The day the Ukrainian government decided to stop the agreement with the EU, I almost cried in disbelief. The government had finally shown its true face. We were so naive and optimistic that we actually believed they wouldn’t. Then the situation suddenly changed. It was not about Europe anymore, but about stopping the violence against peaceful protesters, ensuring justice and demanding the resignation of the criminal government and its president.http://www.theguardian.com/world/2014/mar/04/ukraine-crisis-protesters-kiev-euromaidan-independence-squareHowever I suspect that groups which later joined the protests and were more organized and seemed to be making political deals/alliances in the background seemed to be better able to influence the tone or direction of the actual outcomes.
Yat's himself never made any pretenses about whether or not the decisions of his government would be extremely unpopular in light of the Ukraine's circumstances and the need to avoid the Ukraine from defaulting by complying with IMF and EU demands in terms of austerity measures for the sake of bail out funds.
http://www.bloomberg.com/news/2014-10-31/ukrainian-president-backs-kamikake-yatsenyuk-as-premier.htmlhttp://www.bloomberg.com/news/2014-03-13/ukraine-s-yatsenyuk-sees-commitment-to-change-helping-imf-loan.htmlAdditionally there was never any doubt that there was disagreement with closer ties to the EU from the East and Crimea:
Spoiler
There is little doubt that Viktor Yanukovych's rule is corrupt. It stands for the interests of the richest few in Ukraine's highly unequal society and is responsible for the brutal suppression of opposition. The majority of protesting Ukrainians hope for a just, fair and democratic society, even if naively connecting this hope to an idealised "Europe".
Yet Euromaidan, Ukraine's pro-EU protest movement, has still not become a point of conflict between the Ukrainian government and Ukrainian society as a whole. According to the polls, support for Euromaidan is heavily concentrated in the western and central regions, while Ukrainians living in the east and the south of the country overwhelmingly disapprove. After mass violent clashes with the police started on Sunday, in which a leading role was played by a far-right network of groups called Right Sector, there is no doubt that people in the eastern and southern regions would condemn the protests even more. This is unfortunate because the agenda of the protest has shifted from a desire to be associated with Europe to the struggle against the police state after parliament ripped up the constitution and rushed through laws restricting, among others, the freedom of peaceful assembly and freedom of speech.http://www.theguardian.com/commentisfree/2014/jan/22/ukraine-protests-europe-far-right-violenceSure enough protests about austerity have apparently taken place already and while no way near on the scale of the Euromaidan protests; I have the nagging suspicion that we may have somewhat overplayed the desire for the EU integration rather than EU values for the sake of our own interests when it comes to looking at the country as a whole (ie: prior to loosing a chunk of its territory).

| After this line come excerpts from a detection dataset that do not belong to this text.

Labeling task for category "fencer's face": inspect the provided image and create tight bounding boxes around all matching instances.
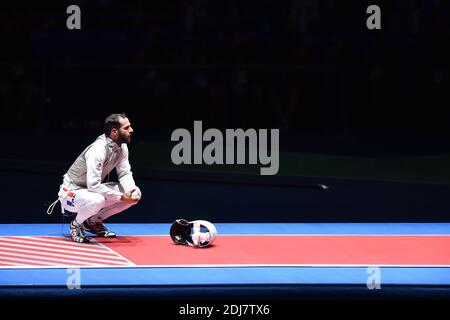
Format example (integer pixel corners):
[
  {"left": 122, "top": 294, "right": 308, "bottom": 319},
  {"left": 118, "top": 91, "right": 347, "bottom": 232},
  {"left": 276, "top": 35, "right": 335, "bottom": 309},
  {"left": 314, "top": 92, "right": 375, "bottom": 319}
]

http://uatoday.tv/news/ukrainians-protest-against-2015-budget-proposal-outside-parliament-building-400074.htmlFor me its far to early to tell whether success is measurable. Once the situation stabilizes and the Ukraine begins to prosper while its citizens show resilience to austerity I think we'll be able to turn around and say yep 'success!'.
As for the 9% election vote for parties running against Maidan I assume your referring to the presidential election in hindsight of the Crimea and the East having been lost?